Today, we want to obtain the exact geographic coordinates (latitude and longitude) for all the heritage sites in the Hudson Valley. The Hudson River Valley Heritage Area website provides this information in the form of site names and addresses. Our goal is to convert those addresses into precise coordinates.

First, you can build an Alteryx workflow like the one shown below to scrape data on the names and addresses of all heritage sites across the website’s pages.

Once that is complete, you will have a dataset like the one shown below, which you can then save as a CSV file.

Now here’s the cool part: once you have a specific address like this, you can actually obtain the latitude and longitude quite easily using a Python geocoding library such as geopy.
Note: I am using Google Colab, and the file is uploaded directly into the runtime.

The code above takes a street address and returns the latitude and longitude for that location.
More specifically, the code sends a request to the Nominatim server, which searches OpenStreetMap data and returns the corresponding coordinates. If OpenStreetMap sounds familiar, that’s because it is also used by Tableau for its mapping functionality.

You can see that the output closely matches the coordinates you would find on Google Maps, which is a helpful way to confirm that everything is working correctly.
In this example, we tested the code using the address for Albany City Hall, and now that we know it is working, the next step is to scale the process. The goal is to iterate through the full list of heritage sites and generate coordinates for each one.
In the code below, we loop through the table we created in Alteryx and retrieve the coordinates for each address.

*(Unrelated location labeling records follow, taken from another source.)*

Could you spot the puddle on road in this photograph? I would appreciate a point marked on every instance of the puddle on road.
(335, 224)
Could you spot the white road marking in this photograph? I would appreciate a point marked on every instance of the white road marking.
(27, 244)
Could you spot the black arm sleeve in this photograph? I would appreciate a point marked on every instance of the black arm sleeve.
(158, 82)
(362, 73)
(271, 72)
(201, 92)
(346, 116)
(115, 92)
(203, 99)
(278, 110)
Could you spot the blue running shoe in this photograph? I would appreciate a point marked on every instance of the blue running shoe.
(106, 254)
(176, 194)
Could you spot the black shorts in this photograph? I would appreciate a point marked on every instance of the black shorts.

The output is shown below, and you can see that there are some null values in the coordinates.

You can see below that 21 of the 104 addresses was not found using geopy.

Let’s take a closer look at the addresses where geopy was unable to find the coordinates.

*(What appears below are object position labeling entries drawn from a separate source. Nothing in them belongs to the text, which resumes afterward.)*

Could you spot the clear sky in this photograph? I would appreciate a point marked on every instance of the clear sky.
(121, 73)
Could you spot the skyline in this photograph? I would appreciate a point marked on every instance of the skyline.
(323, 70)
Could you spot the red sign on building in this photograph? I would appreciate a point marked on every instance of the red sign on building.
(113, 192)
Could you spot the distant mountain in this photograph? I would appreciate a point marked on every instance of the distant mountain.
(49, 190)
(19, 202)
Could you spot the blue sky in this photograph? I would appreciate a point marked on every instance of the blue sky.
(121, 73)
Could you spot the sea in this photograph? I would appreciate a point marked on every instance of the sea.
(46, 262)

You can see where geopy couldn’t find the coordinates, which highlights one of the limitations of this approach. This typically happens when addresses are incomplete, inconsistently formatted, or not recognized by the geocoding service. It can also occur if the location is too vague or missing from OpenStreetMap’s dataset.
For example, take the address for Bear Mountain State Park: “Route 9W North, Bear Mountain, NY 10911.” When searching this in Google Maps, you may notice that Google sometimes displays a slightly different or more standardized version of the address. This is normal, as Google often cleans and standardizes location data using multiple sources, and it may prioritize the most recognized or precise geographic representation of the site rather than the exact input format.

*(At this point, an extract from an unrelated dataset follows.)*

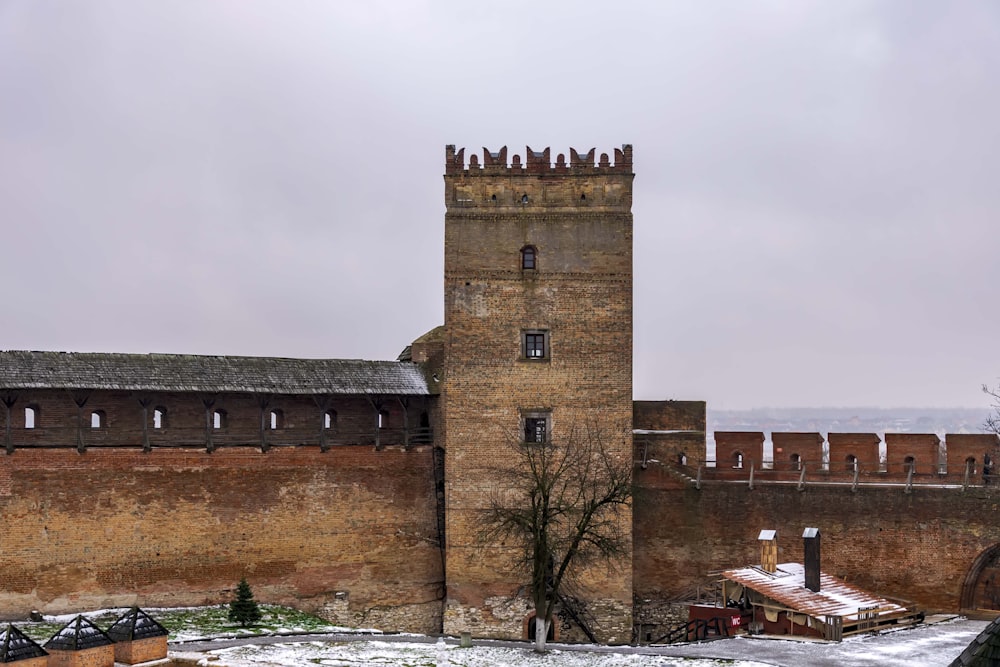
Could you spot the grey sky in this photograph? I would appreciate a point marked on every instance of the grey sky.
(815, 200)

In contrast, geopy—when used with the Nominatim service—relies on OpenStreetMap data, which does not perform the same level of advanced address interpretation or correction. This means it does not “search the web” in the way Google does, but instead matches the input directly against existing map data. As a result, it is less forgiving of ambiguous or inconsistently formatted addresses, which can lead to missing or null coordinates.
If you want to improve matching rates, a more robust geocoding service such as the Google Maps API can be better at interpreting and standardizing imperfect address inputs, although it may come with usage costs. For this analysis, we will not go into how to obtain perfectly standardized addresses, but that is typically a data-cleaning step required for some entries.
Once you obtain the coordinates, you can export the table like below.

And now the dataset is ready to be plotted in Tableau!
One additional step to address the missing rows is to use zip codes as a fallback, which was part of the original addresses. Tableau can recognize and geocode zip codes directly, we can extract the zip code from the address field and use it as an alternative location point for records where latitude and longitude are missing. This helps reduce data loss and ensures that more heritage sites can still be represented spatially, even if their full street address could not be geocoded.
You can do this directly in Tableau by creating a calculated field to extract the zipcode from the address field, as shown below.

Then assigning it a geographic role.

And once you plot it, you can view the data and download the generated latitude and longitude points.

You may notice that some of the zip codes are invalid or less precise at the point level, but this approach still helps fill in many of the missing locations compared to before.

Finally, you can combine this newly generated dataset back to the original table:

And create a calculated field that uses the coordinates derived from the zip code as a fallback whenever the latitude and longitude from Python are null.


This ensures a more complete and consistent spatial dataset for analysis and visualization, under the assumption that latitude and longitude are either both successfully generated by geopy or both missing together (i.e., there are no cases where only one coordinate is returned).
Once plotted, this is how it looks like!

You can actually see that this method filled in all of the addresses that geopy couldn’t identify, meaning every heritage site is now represented on the map—either by its exact geographic coordinates or, when those were unavailable, by the centroid of its zip code!